News
10 June 2017

Saturday morning was a chilly one, and things started off quietly, but with a lovely sunrise to greet us, we were happy to be out.  We had a bit of excitement when a large elephant bull in musth came to chase away the relaxed bull we had been watching until that moment; the then turned his attention to us, so we left him in peace and joined the nearby elephant herd instead where we spent a bit of time.  Following on from that, things got a bit quiet, but we eventually ticked off some nice birds, impala, kudu, waterbuck, giraffe and zebras before closing for a coffee on the banks of Mbali Dam; heading home we failed to find any hippos in the dam, and even the ones at Argyle Dam were also hiding when we passed!  It was a quiet morning for us, but elsewhere in the reserve, things were not so bad – the biggest surprise was that we spent a good part of the morning looking at fresh tracks for the Western Pride that had already made a return – I opted to follow up on them rather than go to the lions that had been found in the south…as the sighting of the two young males went on, it soon became apparent that the lions were one and the same, and soon all nine members of the Western Pride were found right in the very south of our concession, and it was a bit of a surprise that they ended up so far away – further that I have ever seen them go.
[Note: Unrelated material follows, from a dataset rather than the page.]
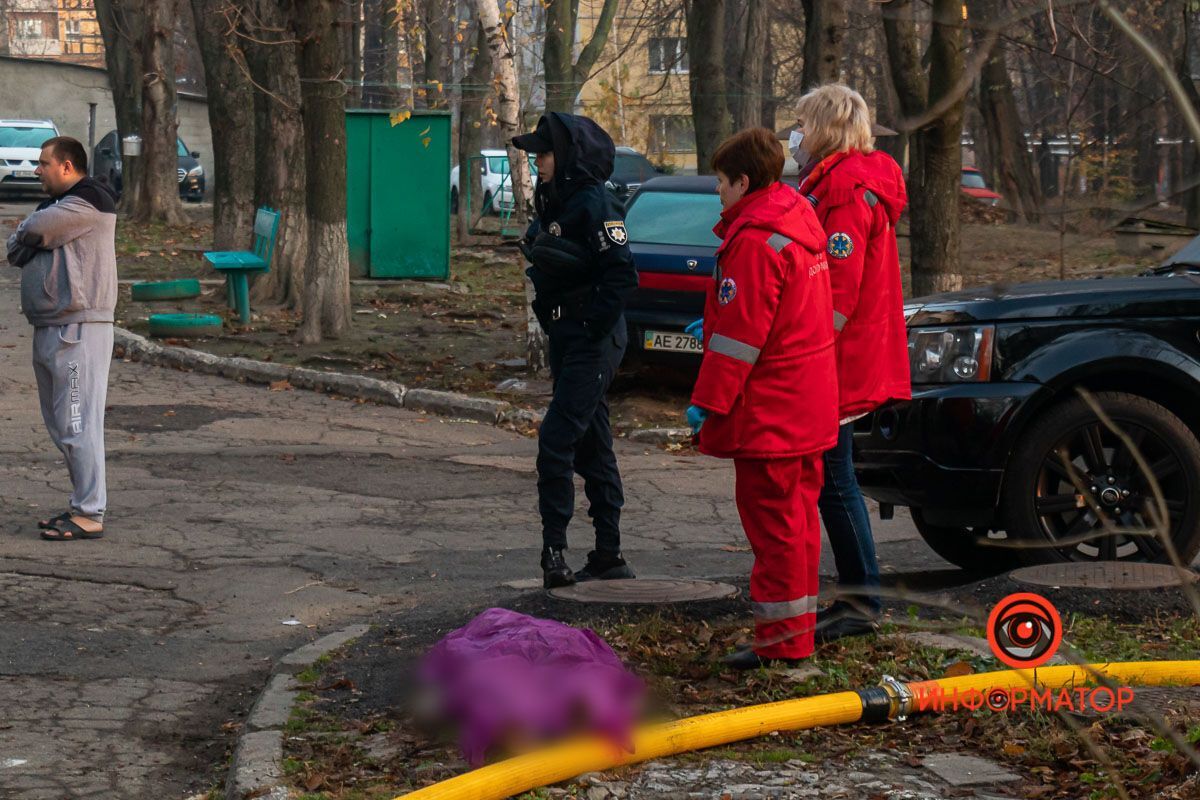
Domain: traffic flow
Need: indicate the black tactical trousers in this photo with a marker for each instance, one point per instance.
(576, 438)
This became a plan for the afternoon, and we headed straight south after having spent the afternoon enjoying elephants all around the lodge; we didn’t tick off too much as we moved towards Makulu Dam, but arriving in that area, we got kudu, impala, giraffe, a large breeding herd of buffalo that we waited for to feed past us, and they were joined by an elephant bull in musth.  At the dam, there were a load of elephant bulls playing in the water, and a large herd of elephants feeding on the banks.  From there we moved towards the lions and arrived as the sun was setting and they started to stir – so nice to see a pride of 9 adults!  Another reason for coming south was that Nthombi female leopard had been seen in the south in the morning, and she was still around in the evening, so we took the chance to go and see her; we had a nice sighting as she woke up and walked of before disappearing down into the Nhlaralumi riverbed.  Heading back home we saw bushbaby, civet and a lovely eagle owl to round off a successful day.  Ntima male leopard was also seen in the central regions, whilst closer to home Shongile female leopard was seen having a fight with another female leopard just 300m from the lodge!  I am sure it was her daughter, but it is good to see that Shongile is using this part of her territory again, and defending it so vigorously.